Bachelot-Yade Simple dames

 » Bon anniversaire, ma chérie !  » Le bouquet et les quelques mots qui l’accompagnent sont signés Roselyne Bachelot et destinés, en ce 6 novembre, à sa collègue Nadine Morano. Le 13 décembre, pour ses 33 ans, Rama Yade n’a pas bénéficié de tant d’égards de la part de sa ministre de tutelle. Le 6 octobre, entre elles, c’était déjà une histoire de gentillesses ! La secrétaire d’Etat aux Sports organise à la Sorbonne un colloque sur sa matière. La ministre de la Santé n’est pas conviée : elle s’invite.  » Elle n’avait pas prévenu. Faut prévenir avant de venir !  » s’emporte Rama Yade devant une caméra. Quelques mois plus tard, elle peste encore :  » Je ne suis pas la secrétaire, moi ! Je ne suis pas là pour faire le boulot et qu’elle arrive à la fin. « 

Comme avec Bernard Laporte, Roselyne Bachelot a, dès la nomination de Rama Yade sous ses ordres, montré qui était la patronne sur les questions sportives. D’ailleurs, quiconque pénètre dans son bureau le comprend vite : les murs sont recouverts de maillots de champions dédicacés. Mais la benjamine de l’équipe Fillon n’est pas un entraîneur de rugby. Malgré leur rendez-vous hebdomadaire, leur collaboration tourne à la vive compétition. La ministre de la Santé reproche à la personnalité la plus populaire du gouvernement ses mensonges et son insoumission.  » Sale gamine « , fulmine-t-elle. Elle profite aussi des difficultés automnales de la secrétaire d’Etat aux Sports avec Nicolas Sarkozy pour affirmer un peu plus son ascendant.

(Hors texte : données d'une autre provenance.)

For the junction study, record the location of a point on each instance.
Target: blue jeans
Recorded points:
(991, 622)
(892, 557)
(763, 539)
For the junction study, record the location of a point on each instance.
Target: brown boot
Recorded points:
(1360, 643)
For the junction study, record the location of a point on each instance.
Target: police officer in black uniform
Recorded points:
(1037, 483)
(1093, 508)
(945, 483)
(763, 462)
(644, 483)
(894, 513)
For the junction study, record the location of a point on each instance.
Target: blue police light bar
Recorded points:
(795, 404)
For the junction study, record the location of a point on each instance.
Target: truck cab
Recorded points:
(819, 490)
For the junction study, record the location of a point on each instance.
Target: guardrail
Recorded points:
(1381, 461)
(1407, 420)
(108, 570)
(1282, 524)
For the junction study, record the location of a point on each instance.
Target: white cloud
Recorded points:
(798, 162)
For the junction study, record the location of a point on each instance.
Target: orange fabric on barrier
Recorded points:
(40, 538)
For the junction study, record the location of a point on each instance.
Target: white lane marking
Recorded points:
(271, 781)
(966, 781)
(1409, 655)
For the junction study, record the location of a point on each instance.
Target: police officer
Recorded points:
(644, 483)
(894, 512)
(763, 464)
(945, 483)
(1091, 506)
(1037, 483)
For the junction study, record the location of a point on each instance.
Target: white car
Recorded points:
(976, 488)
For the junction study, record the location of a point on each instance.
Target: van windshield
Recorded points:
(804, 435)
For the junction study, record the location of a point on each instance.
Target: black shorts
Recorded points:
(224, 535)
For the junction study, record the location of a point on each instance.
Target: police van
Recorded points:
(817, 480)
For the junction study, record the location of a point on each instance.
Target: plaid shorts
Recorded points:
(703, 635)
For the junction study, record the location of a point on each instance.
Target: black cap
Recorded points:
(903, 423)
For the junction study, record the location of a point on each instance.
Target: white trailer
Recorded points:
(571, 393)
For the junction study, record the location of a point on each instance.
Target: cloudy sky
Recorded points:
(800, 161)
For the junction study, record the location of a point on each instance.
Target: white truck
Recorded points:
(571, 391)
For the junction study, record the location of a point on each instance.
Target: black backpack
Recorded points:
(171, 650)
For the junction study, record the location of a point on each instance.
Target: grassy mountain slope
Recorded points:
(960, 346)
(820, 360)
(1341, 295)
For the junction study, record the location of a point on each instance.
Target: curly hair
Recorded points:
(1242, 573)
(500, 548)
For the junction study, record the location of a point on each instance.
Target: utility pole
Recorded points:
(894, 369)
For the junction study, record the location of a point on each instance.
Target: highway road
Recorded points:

En novembre, l’adoption d’un amendement supprimant le droit à l’image collectif (DIC), un avantage fiscal réservé aux sportifs, fera éclater leur rivalité au grand jour. Bachelot soutient cette suppression. Yade s’y oppose, exposant les conséquences néfastes qu’elle aurait pour les clubs sportifs, y compris modestes. Le 17 janvier, les deux femmes assistent à Paris-Bercy à la finale du 23e tournoi international de Paris-Ile-de-France de handball masculin. Bachelot se fait siffler. Pas Yade. Depuis, les tensions sont un peu retombées.